输出文件mlb中会有这么几行,记住这个数字, 这个就是替换率

Substitution rate is per time unit
   0.395351 +- 0.000685

3.第一次运行mcmctree
/data/01/user157/software/paml4.8/bin/mcmctree mcmctree.ctl
输出文件out.BV, 用作下面步骤的输入文件

mcmctreel.input.tree的内容:

6 1
((Bamboo,XD),((sppCa,sppJu)'>.001',(sppGa,sppGo)));
#需要标定时间,>.001表示大于10万年
          seed = -1
       seqfile = A-c.phy
      treefile = mcmc.input.tree
       outfile = out

         ndata = 1
       seqtype = 0  * 0: nucleotides; 1:codons; 2:AAs
       usedata = 3    * 0: no data; 1:seq like; 2:use in.BV; 3: out.BV
         clock = 2    * 1: global clock; 2: independent rates; 3: correlated rates
       RootAge = <1.0  * safe constraint on root age, used if no fossil for root.

         model = 0    * 0:JC69, 1:K80, 2:F81, 3:F84, 4:HKY85
         alpha = 0    * alpha for gamma rates at sites
         ncatG = 5    * No. categories in discrete gamma

     cleandata = 0    * remove sites with ambiguity data (1:yes, 0:no)?

       BDparas = 1 1 0    * birth, death, sampling
   kappa_gamma = 6 2      * gamma prior for kappa
   alpha_gamma = 1 1      * gamma prior for alpha

   rgene_gamma = 1 2.529397927411 1  * gamma prior for overall rates for genes ### 1/替换率
  sigma2_gamma = 1 10 1   * gamma prior for sigma^2     (for clock=2 or 3)

      finetune = 1: .05  0.1  0.12  0.1 .3  * auto (0 or 1) : times, rates, mixing, paras, RateParas, FossilErr

         print = 1
        burnin = 500000
      sampfreq = 5000
       nsample = 20000

cat out.BV > in.BV #用作后面的输入文件

4.第二次运行mcmctree,把上面的in.BV拷贝在第二次运行的目录下
/data/01/user157/software/paml4.8/bin/mcmctree mcmctree.ctl

这一次的mcmctree.ctl的内容:(区别在于usedata = 2

         seed = -1
       seqfile = A-c.phy
      treefile = mcmc.input.tree
       outfile = out

         ndata = 1
       seqtype = 0  * 0: nucleotides; 1:codons; 2:AAs
       usedata = 2    * 0: no data; 1:seq like; 2:use in.BV; 3: out.BV
         clock = 2    * 1: global clock; 2: independent rates; 3: correlated rates
       RootAge = <1.0  * safe constraint on root age, used if no fossil for root.

         model = 0    * 0:JC69, 1:K80, 2:F81, 3:F84, 4:HKY85
         alpha = 0    * alpha for gamma rates at sites
         ncatG = 5    * No. categories in discrete gamma

     cleandata = 0    * remove sites with ambiguity data (1:yes, 0:no)?

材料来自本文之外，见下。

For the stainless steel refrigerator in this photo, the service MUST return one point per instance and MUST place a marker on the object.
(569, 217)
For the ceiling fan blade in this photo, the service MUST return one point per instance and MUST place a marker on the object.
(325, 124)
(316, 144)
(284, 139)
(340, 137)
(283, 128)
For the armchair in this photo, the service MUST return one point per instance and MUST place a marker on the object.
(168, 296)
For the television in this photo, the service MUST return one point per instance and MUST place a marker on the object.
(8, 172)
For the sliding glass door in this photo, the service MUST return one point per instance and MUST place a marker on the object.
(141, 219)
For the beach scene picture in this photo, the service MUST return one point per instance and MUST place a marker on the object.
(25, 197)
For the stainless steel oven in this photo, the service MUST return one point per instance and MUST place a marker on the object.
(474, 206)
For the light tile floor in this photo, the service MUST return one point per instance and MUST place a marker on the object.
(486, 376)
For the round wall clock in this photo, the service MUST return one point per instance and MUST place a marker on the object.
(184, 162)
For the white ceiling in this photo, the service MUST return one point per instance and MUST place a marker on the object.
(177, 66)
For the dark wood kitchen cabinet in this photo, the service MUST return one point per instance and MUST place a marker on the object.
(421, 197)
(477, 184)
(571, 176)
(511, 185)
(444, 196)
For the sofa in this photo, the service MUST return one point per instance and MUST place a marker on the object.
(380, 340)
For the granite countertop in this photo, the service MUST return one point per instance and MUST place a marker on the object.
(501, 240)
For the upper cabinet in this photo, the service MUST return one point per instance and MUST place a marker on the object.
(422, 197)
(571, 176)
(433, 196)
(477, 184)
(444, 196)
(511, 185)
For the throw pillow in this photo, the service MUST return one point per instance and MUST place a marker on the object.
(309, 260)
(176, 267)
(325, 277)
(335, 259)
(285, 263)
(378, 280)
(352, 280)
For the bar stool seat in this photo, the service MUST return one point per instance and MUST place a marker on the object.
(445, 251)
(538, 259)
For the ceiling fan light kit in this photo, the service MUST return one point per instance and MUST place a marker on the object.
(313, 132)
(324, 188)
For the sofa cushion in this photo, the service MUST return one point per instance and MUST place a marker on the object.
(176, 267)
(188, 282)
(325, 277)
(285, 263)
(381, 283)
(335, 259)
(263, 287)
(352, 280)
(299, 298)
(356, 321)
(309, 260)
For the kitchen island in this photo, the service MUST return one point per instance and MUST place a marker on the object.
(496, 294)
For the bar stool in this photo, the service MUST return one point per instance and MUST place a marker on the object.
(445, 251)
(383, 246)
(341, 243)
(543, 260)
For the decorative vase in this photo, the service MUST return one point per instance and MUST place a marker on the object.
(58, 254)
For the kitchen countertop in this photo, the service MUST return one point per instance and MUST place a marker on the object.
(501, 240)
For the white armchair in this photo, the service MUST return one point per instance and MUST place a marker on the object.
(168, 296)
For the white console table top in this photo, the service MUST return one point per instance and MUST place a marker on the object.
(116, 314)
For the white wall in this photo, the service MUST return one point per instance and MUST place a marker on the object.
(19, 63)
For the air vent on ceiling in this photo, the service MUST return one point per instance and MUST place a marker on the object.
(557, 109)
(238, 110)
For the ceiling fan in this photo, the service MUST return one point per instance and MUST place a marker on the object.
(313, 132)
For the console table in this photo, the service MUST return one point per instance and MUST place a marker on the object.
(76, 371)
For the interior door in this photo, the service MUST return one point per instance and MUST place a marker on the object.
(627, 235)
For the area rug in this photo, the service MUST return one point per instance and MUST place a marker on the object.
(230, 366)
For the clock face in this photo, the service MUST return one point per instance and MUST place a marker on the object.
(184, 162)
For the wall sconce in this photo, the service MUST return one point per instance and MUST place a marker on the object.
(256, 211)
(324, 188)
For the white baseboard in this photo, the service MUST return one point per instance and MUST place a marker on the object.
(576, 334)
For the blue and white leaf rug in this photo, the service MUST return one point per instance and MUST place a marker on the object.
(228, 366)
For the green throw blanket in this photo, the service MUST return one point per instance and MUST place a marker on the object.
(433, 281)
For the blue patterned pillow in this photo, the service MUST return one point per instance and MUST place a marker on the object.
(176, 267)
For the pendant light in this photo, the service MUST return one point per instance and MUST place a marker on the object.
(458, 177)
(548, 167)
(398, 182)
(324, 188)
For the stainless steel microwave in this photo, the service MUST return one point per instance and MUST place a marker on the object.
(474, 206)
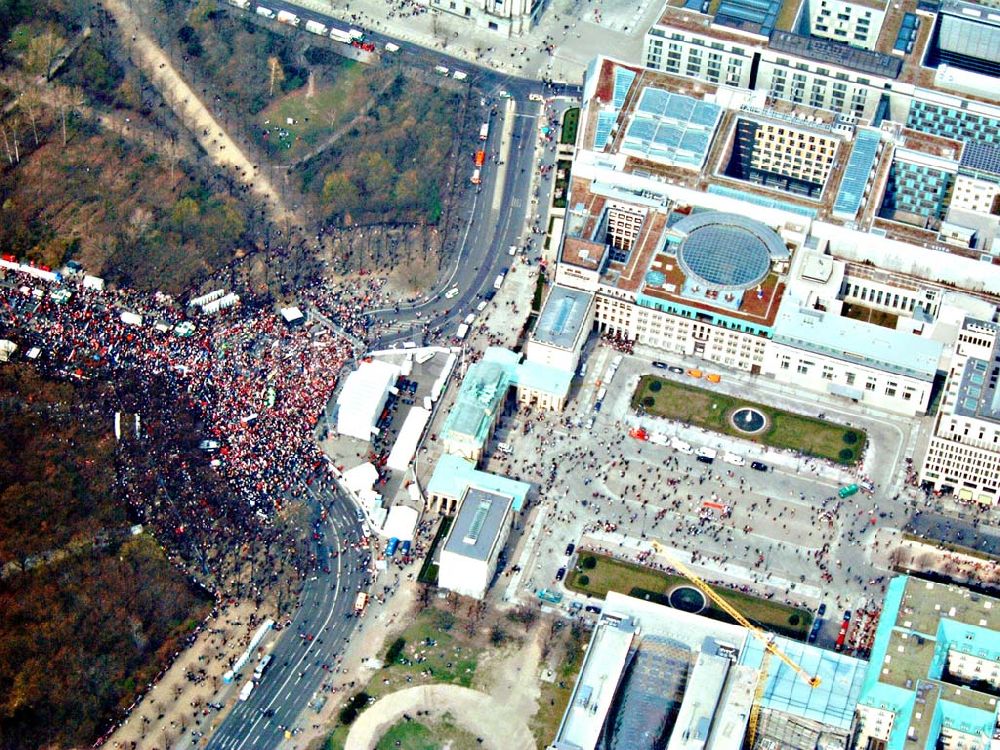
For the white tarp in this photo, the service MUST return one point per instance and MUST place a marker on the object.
(361, 478)
(6, 349)
(361, 399)
(401, 523)
(405, 446)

       BDparas = 1 1 0    * birth, death, sampling
   kappa_gamma = 6 2      * gamma prior for kappa
   alpha_gamma = 1 1      * gamma prior for alpha

   rgene_gamma = 1 2.292111240743 1  * gamma prior for overall rates for genes  ### 1/替换率
  sigma2_gamma = 1 10 1   * gamma prior for sigma^2     (for clock=2 or 3)

      finetune = 1: .05  0.1  0.12  0.1 .3  * auto (0 or 1) : times, rates, mixing, paras, RateParas, FossilErr

         print = 1
        burnin = 500000
      sampfreq = 5000
       nsample = 20000

*** Note: Make your window wider (100 columns) before running the program.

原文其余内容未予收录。